第74話 開会

 文化祭当日。

 開会を宣言した瞬間の雰囲気は本当にすごかった。

 俺の語彙力では表現しきれないほどに盛り上がっていた。

 一言で言うと、うるさい。

 開会宣言した瞬間に隣やら後ろやらから大声が聞こえてきてビクッとしてしまった。


 「それでは、各自見回りをお願いします。多少の自由行動は許可しますが、ハメを外し過ぎないように、よろしくお願いしますね」


 他の生徒が持ち場に戻る中、実行委員は雨宮先輩から最終確認を受けるために一度集められていた。


 「その場で対処できない場合は先生を呼ぶか、生徒会に連絡をお願いします。それでは、皆さんも楽しんでください!」


 以上です、という言葉を最後に、その場は解散となった。

 伊織がこちらに近づいてくるのが見えたため、俺は伊織に話しかける。


 「さて、どっから回る?」


 「楽しむ気満々だね…一応、私たちは仕事中なんだけどね」


 そう言って伊織は苦笑する。


 「当たり前じゃん。
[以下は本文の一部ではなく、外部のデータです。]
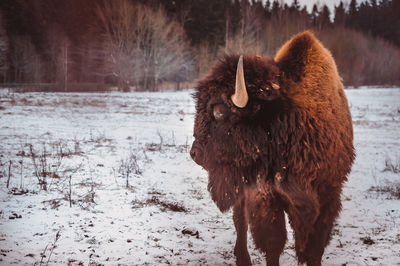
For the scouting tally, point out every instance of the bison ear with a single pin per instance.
(304, 56)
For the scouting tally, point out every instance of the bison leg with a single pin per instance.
(320, 236)
(241, 225)
(267, 224)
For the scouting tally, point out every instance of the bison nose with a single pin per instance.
(196, 153)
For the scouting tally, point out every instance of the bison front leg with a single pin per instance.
(321, 234)
(241, 224)
(267, 224)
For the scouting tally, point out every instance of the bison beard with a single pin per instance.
(276, 136)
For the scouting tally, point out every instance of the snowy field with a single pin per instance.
(106, 179)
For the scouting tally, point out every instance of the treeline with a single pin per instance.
(145, 44)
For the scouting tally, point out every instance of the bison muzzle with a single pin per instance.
(275, 136)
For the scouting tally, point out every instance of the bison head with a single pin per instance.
(239, 108)
(234, 106)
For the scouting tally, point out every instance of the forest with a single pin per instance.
(97, 45)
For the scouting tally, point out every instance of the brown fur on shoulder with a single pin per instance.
(288, 150)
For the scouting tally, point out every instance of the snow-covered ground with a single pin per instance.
(88, 143)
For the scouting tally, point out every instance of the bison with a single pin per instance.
(275, 136)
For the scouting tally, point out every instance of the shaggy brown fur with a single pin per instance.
(289, 150)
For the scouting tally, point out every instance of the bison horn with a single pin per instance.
(240, 98)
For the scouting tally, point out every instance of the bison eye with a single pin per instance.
(220, 112)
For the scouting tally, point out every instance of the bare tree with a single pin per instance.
(143, 46)
(3, 51)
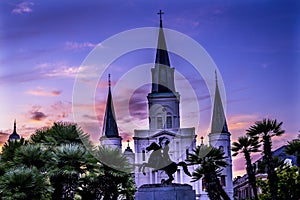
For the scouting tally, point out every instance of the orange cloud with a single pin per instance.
(44, 92)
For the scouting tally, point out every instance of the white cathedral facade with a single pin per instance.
(164, 122)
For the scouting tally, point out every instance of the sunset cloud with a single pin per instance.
(24, 7)
(36, 114)
(44, 92)
(79, 46)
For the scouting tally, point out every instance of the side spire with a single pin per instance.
(15, 126)
(162, 56)
(219, 124)
(110, 128)
(14, 135)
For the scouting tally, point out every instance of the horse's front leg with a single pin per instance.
(142, 166)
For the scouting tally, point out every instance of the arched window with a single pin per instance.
(221, 148)
(223, 180)
(159, 123)
(169, 121)
(187, 153)
(143, 155)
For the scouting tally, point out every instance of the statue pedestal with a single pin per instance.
(165, 192)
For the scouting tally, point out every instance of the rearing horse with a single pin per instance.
(157, 162)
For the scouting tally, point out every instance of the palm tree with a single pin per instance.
(293, 148)
(211, 161)
(24, 183)
(9, 148)
(267, 129)
(116, 180)
(61, 133)
(33, 155)
(247, 145)
(70, 162)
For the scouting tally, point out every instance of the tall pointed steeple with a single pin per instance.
(162, 73)
(162, 56)
(110, 128)
(163, 101)
(219, 124)
(14, 135)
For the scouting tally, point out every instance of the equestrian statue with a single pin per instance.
(159, 159)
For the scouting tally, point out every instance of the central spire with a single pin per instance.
(110, 128)
(162, 56)
(219, 124)
(162, 73)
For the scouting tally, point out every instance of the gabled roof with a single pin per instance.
(219, 124)
(110, 128)
(14, 135)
俺は働きたくはない」


 「怒られちゃうよ」


 「まぁ…大丈夫だろ」


 「適当だね…」


 そんなこと言われてもなぁ…。

 実行委員の仕事はやる事が多いわけではない。

 トラブルがあればその場で対処、もしくは報告をして対処に向かう、後は雨宮先輩にしっかり見回りの報告をすれば良いだけだ。
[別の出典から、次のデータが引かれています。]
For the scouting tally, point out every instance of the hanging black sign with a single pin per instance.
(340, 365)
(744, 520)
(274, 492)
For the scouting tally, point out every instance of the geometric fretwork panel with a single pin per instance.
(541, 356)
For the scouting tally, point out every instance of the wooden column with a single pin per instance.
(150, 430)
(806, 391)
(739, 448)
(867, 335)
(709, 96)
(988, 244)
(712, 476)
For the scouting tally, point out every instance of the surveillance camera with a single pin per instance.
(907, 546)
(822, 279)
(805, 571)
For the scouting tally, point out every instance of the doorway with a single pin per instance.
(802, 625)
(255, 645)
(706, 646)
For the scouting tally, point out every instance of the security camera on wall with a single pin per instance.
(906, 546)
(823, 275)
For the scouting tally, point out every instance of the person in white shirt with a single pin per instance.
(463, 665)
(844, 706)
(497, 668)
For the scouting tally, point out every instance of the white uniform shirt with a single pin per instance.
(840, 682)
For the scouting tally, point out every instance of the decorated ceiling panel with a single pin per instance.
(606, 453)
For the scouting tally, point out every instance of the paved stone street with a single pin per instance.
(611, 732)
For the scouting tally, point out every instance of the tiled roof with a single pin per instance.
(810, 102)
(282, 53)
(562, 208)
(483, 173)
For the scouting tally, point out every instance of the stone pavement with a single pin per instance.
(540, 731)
 「気を張っててもつまらないだろ?どうせなら楽しもうぜ」


 「…そっか、そうだね!」


 伊織も吹っ切れたようで、声が明るくなる。


 「見ながら考える?」


 「お、いいね、賛成」


 伊織の案を採用して、とりあえずは校舎の中を探索する事にした。




 見れば見るほど不思議な光景で、今まで静かに勉強をしていただけの場所だったのに、壁は華やかに飾り付けられ、スピーカーからは楽しげなBGMが聞こえて、静かとは程遠い客寄せの声があっちこっちから聞こえてきた。


 「すげー…高校生の文化祭ってこんな感じなんだ…」


 「去年とは全然違うね…」


 高校生になって初めての文化祭は、俺がイメージしていた文化祭とはかけ離れていた。

 中学の文化祭と比べるなって話にはなってしまうのだが、中学の頃は、小さい店を構えて輪投げや射的などの簡易的な店が並ぶ程度だった。
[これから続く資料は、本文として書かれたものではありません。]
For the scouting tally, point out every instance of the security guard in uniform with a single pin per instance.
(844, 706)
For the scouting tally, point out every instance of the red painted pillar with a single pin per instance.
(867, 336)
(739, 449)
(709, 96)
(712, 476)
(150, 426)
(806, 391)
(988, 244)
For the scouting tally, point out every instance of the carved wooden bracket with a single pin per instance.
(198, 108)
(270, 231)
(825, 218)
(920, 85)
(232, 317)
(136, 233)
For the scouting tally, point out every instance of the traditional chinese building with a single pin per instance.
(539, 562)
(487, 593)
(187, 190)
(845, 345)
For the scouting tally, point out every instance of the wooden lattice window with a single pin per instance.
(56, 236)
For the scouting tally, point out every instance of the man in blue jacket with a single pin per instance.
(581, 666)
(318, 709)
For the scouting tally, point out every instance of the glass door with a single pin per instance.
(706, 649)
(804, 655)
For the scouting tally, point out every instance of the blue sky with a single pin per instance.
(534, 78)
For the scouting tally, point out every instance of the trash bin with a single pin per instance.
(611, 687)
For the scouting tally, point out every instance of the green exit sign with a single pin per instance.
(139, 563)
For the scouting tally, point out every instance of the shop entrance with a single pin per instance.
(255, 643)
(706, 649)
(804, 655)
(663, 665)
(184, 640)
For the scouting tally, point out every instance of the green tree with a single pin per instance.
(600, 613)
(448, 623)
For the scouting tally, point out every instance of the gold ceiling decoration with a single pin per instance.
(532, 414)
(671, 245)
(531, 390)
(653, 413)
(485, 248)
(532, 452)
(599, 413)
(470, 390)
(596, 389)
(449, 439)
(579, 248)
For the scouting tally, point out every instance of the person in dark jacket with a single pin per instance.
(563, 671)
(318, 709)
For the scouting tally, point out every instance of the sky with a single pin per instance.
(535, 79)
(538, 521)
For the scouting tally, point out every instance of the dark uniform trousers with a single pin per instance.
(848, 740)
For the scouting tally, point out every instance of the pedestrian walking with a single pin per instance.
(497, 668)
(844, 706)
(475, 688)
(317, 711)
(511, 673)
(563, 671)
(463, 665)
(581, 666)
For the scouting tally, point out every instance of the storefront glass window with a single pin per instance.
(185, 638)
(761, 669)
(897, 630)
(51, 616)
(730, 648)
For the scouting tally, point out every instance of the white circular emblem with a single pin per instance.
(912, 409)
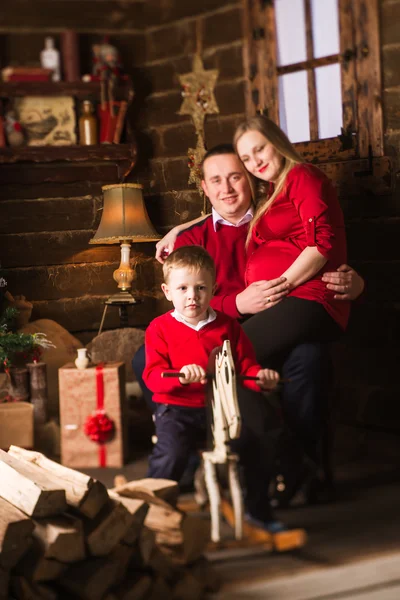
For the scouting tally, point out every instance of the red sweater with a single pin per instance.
(306, 213)
(170, 345)
(225, 242)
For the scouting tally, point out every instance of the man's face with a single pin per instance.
(227, 186)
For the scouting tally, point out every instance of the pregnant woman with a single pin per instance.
(297, 232)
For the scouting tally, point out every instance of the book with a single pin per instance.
(26, 74)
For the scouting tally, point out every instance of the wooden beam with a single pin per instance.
(369, 77)
(348, 65)
(15, 534)
(312, 93)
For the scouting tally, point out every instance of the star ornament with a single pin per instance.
(198, 92)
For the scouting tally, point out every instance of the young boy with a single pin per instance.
(182, 340)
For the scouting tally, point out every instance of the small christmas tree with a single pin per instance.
(17, 347)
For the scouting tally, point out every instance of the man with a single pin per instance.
(223, 234)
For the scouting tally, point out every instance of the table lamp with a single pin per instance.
(124, 220)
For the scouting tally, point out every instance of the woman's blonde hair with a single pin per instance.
(283, 145)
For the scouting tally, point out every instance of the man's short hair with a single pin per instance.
(193, 258)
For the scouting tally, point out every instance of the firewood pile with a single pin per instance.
(64, 536)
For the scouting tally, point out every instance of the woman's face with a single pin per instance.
(259, 156)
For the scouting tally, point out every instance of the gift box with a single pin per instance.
(16, 424)
(93, 415)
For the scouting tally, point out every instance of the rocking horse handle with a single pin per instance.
(208, 376)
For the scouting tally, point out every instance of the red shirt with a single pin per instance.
(226, 246)
(170, 345)
(306, 213)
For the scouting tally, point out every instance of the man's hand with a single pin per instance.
(166, 245)
(346, 282)
(267, 379)
(261, 295)
(193, 374)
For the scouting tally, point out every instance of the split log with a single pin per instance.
(108, 528)
(160, 590)
(188, 588)
(28, 488)
(36, 567)
(145, 489)
(61, 538)
(15, 534)
(90, 579)
(4, 579)
(86, 495)
(133, 588)
(138, 509)
(23, 589)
 それがどうだろう。目の前に広がっているのは、本格的に調理をしている食べ物の屋台、気合の入った服装、クラスの出し物として演劇をしているところや、お化け屋敷なんかも見える。

 やはり高校生になってやれる事が増えて、先生の制限をあまり受けないのが大きいのか?

 俺らのクラスも三島先生は基本、放置してたからな。

 …よく考えたら、それはそれで良いのか先生よ…。


 「映画なんてあるんだ…」


 「まじかよ…」


 やべぇな高校生。

 テンション上がってきたァ!

 そんな事を考えていると、伊織が袖をチョイチョイと引っ張ってきた。


 「あれ、行ってみない?」


 そう言って指を刺した方を見てみると、そこには俺たちのクラスとは違う喫茶店があった。なるほど。


 「敵情視察か」


 「えと、そんなんじゃないんだけど…」


 「攻め込むぞ!」


 「攻め込んじゃダメでしょ?!」


 いざ、出陣!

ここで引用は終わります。